August is all about the tomatoes.  Roasted, frozen, dried, canned, the kitchen is obliterated by hundreds of tomatoes.  When Lily was too young to help, she sat at the kitchen table and wrote and illustrated a small book “Mama the Tomato Queen”, which “fully exhausted the red spectrum of her Crayola box”.  (We know she will write a book about the chickens.)

It is interesting to learn about human biology. Did you know that the human body is not meant to consume milk beyond the age of 4, although certain branches of the family of man (northern Europeans) have adapted to it from many centuries of association with domesticated animals?

And it is interesting to contemplate the assertion that “cooking is good citizenship”.  Getting locally raised food into your diet keeps farmlands healthy and dollars in the local economy, teaches children civility and practical skills, and builds family.  Kingsolver writes about the challenges of making time for family when legitimate competing interests crowd in.  Her sit-up-and-take-notice conclusion : “But if grabbing fast food is the only way to get the kids to their healthy fresh-air soccer practice on time, that’s an interesting call.  Arterial-plaque specials that save minutes now can cost years, later on.”

“Animal, Vegetable, Miracle” includes a list of resources for locating more information about local food, including how to find it in your neighborhood, and makes the point that asking for it, repeatedly, is one way to get it eventually.  This is a worthwhile read for anyone who cares about health, the economy, or where food comes from.

If you cannot raise your own food, there are more and more resources in our area to explore.

The Tazewell Farmers’ Market operates each Saturday through October, 8 am to noon, at the Farm Bureau parking lot at Four Way.  Each year, the number of vendors increases, and the offerings are varied and excellent.  The Bluefield market is open 9-1 on Fridays through October in the gravel lot across from New Graham Pharmacy, and the Richlands market is open Monday through Saturday from daylight to dark on Allegheny Street beside the police department.  For other farmers’ markets, visit the Virginia Department of Agriculture at  At these markets, you can find good food, support local growers, and make connections with them, learning in the process how their food is raised and how to prepare it.

Grocery chains are beginning to offer local products.  Among them is Food City, which carries local foods under the label “Appalachian Harvest”.
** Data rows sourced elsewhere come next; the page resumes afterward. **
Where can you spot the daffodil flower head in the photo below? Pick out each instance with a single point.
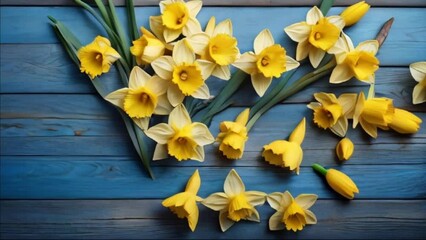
(291, 213)
(373, 113)
(233, 136)
(146, 95)
(180, 137)
(235, 203)
(177, 17)
(331, 112)
(315, 36)
(267, 61)
(97, 57)
(184, 204)
(418, 71)
(289, 153)
(147, 48)
(359, 62)
(185, 73)
(217, 46)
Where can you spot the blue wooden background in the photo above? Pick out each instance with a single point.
(68, 169)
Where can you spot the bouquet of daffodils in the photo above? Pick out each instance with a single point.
(164, 70)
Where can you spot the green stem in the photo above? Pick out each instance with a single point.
(319, 169)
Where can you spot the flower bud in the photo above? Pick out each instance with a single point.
(354, 13)
(405, 122)
(344, 149)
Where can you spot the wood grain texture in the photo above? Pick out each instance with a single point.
(136, 219)
(392, 3)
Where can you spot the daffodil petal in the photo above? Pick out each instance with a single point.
(225, 222)
(315, 56)
(179, 117)
(160, 152)
(160, 133)
(202, 92)
(174, 95)
(163, 67)
(233, 184)
(117, 97)
(306, 200)
(216, 201)
(275, 221)
(313, 16)
(298, 32)
(247, 63)
(341, 73)
(260, 83)
(224, 27)
(263, 40)
(274, 200)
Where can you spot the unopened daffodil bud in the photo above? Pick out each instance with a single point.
(354, 13)
(338, 181)
(405, 122)
(344, 149)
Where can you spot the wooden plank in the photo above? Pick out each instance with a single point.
(391, 3)
(76, 179)
(360, 219)
(19, 23)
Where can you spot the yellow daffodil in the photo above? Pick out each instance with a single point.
(184, 204)
(267, 61)
(235, 203)
(180, 138)
(359, 62)
(315, 36)
(217, 46)
(177, 17)
(185, 74)
(405, 122)
(331, 112)
(287, 153)
(147, 48)
(233, 136)
(338, 181)
(97, 57)
(373, 113)
(354, 13)
(344, 149)
(418, 71)
(145, 96)
(291, 213)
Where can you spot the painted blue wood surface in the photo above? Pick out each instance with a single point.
(59, 140)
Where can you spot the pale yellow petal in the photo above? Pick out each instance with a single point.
(202, 92)
(290, 63)
(275, 221)
(117, 97)
(160, 133)
(260, 83)
(298, 32)
(298, 133)
(216, 201)
(182, 53)
(246, 62)
(233, 184)
(341, 73)
(263, 40)
(306, 200)
(163, 67)
(179, 117)
(201, 134)
(313, 16)
(174, 95)
(315, 56)
(160, 152)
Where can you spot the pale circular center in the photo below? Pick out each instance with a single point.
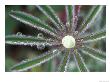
(68, 41)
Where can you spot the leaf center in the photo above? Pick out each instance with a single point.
(68, 41)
Look for local businesses that offer local products.  Hopp and Kingsolver demonstrate the appeal of local food at Meadowview Farmers’ Guild and Harvest Table Restaurant, where they serve a seasonal menu of local meats, produce, hand made cheese, sodas, wines and beers from the region.  Our Tazewell book discussion group enjoyed a recent Saturday excursion to Meadowview and had a delicious lunch.
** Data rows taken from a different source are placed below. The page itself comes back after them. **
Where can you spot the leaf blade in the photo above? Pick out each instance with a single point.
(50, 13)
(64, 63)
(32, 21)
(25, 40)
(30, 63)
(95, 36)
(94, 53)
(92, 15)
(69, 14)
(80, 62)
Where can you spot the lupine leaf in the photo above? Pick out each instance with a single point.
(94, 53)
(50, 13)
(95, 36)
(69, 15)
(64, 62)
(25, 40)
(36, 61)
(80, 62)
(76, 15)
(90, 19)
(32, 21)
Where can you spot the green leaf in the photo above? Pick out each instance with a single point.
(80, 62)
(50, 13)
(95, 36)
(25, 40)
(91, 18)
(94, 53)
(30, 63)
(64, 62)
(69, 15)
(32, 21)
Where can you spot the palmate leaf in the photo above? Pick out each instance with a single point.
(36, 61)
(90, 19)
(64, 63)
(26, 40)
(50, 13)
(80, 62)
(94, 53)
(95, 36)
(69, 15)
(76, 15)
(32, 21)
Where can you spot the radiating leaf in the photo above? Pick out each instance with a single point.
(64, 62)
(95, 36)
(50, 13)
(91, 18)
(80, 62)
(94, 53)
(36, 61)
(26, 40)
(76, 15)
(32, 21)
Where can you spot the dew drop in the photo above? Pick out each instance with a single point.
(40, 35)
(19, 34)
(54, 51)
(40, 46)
Appalachian Sustainable Development publishes a Local Food Directory for Southwest Virginia and Northeast Tennessee listing farmers’ markets, local farms selling to the consumer, growers’ organizations, restaurants and stores carrying local food.  Copies are available at the Library and online at 

Fascination with slow food (as opposed to fast food) is growing nationwide.  So much is being written about it that the New Oxford American Dictionary’s Word of the Year in 2007 was “locavore”.  A locavore is a person who eats only food grown or produced within a 100-mile radius of home.  The shorter the journey from farm to table, the better for your health and the environment.  Explore local foods, read “Animal, Vegetable, Miracle” and other books on the subject available at the Library, and experience the pleasures to be found in food from home.  See you at the market!